Morales, a practicing artist who uses various media to investigate issues of migration, underground economies, and labor, is known for his ability to cultivate philanthropic support. Prior to arriving at MoCA Tucson, he served as senior curator at the Arizona State University Art Museum in Tempe. From 2008 to 2012, he was adjunct curator for visual arts at Yerba Buena Center for the Arts in San Francisco; in that same city, he founded the artist-run project space Queens Nails Annex, serving as the gallery’s director from 2003 to 2012. In 2013, he was a contributing curator for the Japanese pavilion at the Fifty-Fifth Venice Biennale.
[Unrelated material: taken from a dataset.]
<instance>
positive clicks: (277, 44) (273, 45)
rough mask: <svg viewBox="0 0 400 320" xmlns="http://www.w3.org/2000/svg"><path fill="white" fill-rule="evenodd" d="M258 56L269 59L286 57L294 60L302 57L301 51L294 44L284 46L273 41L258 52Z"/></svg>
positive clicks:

Before coming to MoCA Tucson three years ago, Copelin spent more than seven years as executive director and curator at Ballroom Marfa; she had previously been an assistant curator at the Santa Monica Museum of Art. Among the exhibitions she organized at MoCA Tucson are the group exhibition “were-: Nenetech Forms” (2021–22), coconceptualized with artists rafa esparza and Timo Fahler and exploring migration and adaptation in the Sonoran Desert; “Grace Rosario Perkins: The Relevance of Your Data,” the artist’s first institutional exhibition, which closed earlier this month; and “Cecilia Vicuña: Sonoran Quipu.” Opening in January 2023, that exhibition will feature two major new works by Vicuña: one of the monumental quipu installations for which she is widely known, and an artist book on which she has been working for more than thirty years.
“I’m thrilled to welcome Julio César Morales to MoCA,” said museum board president Kira Dixon-Weinstein. “Julio’s vision and experience—demonstrated by his work as a curator, artist and cultural leader—brings so much vitality to MoCA, and will help us continue to serve artists and audiences. His understanding of the art world in Arizona and internationally adds a new, deeply relevant perspective to the museum. Alongside Laura––who continues to build momentum, stability, and increase resources for artists at MoCA—their collective vision for shared leadership and the museum’s future opens an exciting new chapter for MoCA.”